Here are a few of the different tones I've been experimenting with:
- Car engine. This is used when driving with the passenger's side window open and echolocating passing objects. Read echolocating while driving in the car, for more, but you've got a great tone for a lot of reasons:
- There are many different frequencies present.
- It is consistent.
- It is loud. I have been able to echolocate and determine the shape and material of objects up to about 50 feet away from the car.
- It is not directly heard inside the car. Meaning most of the sound is outside the car and can be reflected inward making the reflected sound the dominant one as opposed to the source.
- Footsteps. These are okay to use since they are generally distinct and high frequency, but I find that they are very inconsistent depending on the terrain and what kind of shoes you are wearing.
- Scuffing of pant legs. Fairly consistent, but usually just not loud enough.
- "Cluk" - The sound of the tongue smacking the bottom of the mouth as if to make a "clop" or "pop" sound. As far as I can tell this is what most practicing blind people do including Ben Underwood. It gives a nice quick defined tone that is fairly high pitched. And since the mouth is closer to the ears than say, the feet, the reverb characteristics, I would think, are more accurate.
- "Kik" - This is a sound made on the sides of the tongue as if you were guiding a horse. It is made by sealing the tongue against the roof of the mouth and creating a negative pressure inside your mouth and then releasing your tongue's seal.

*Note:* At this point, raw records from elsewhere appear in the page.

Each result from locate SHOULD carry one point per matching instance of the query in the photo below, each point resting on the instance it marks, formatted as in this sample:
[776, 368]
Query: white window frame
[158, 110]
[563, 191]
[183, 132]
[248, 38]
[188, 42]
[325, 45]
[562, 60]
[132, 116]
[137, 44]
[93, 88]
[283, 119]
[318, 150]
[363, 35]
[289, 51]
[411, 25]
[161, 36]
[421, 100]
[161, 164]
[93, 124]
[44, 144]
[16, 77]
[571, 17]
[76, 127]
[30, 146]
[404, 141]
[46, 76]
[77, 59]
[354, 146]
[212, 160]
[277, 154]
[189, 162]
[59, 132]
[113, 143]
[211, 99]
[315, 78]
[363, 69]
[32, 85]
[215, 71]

It will result in a "kik". I've taken a liking to this one for a few reasons:
- It's even higher pitched than the "cluk".
- It's easier for me to make, therefore I can make it louder.
- It emanates from the sides of the mouth rather than the front thus reflecting more of the tone directly back into the ears.
So I'm going to keep using the "Kik" method and we'll see how that goes. Another thing I wanted to try was snapping with my fingers somewhere under my chin. I will try this and report back if it is any good. The reason I say under the chin, is so that the sound source is close to my ears, but the direct signal is somewhat blocked by the underside of my face leaving me with a better perception of the sound as reflected back.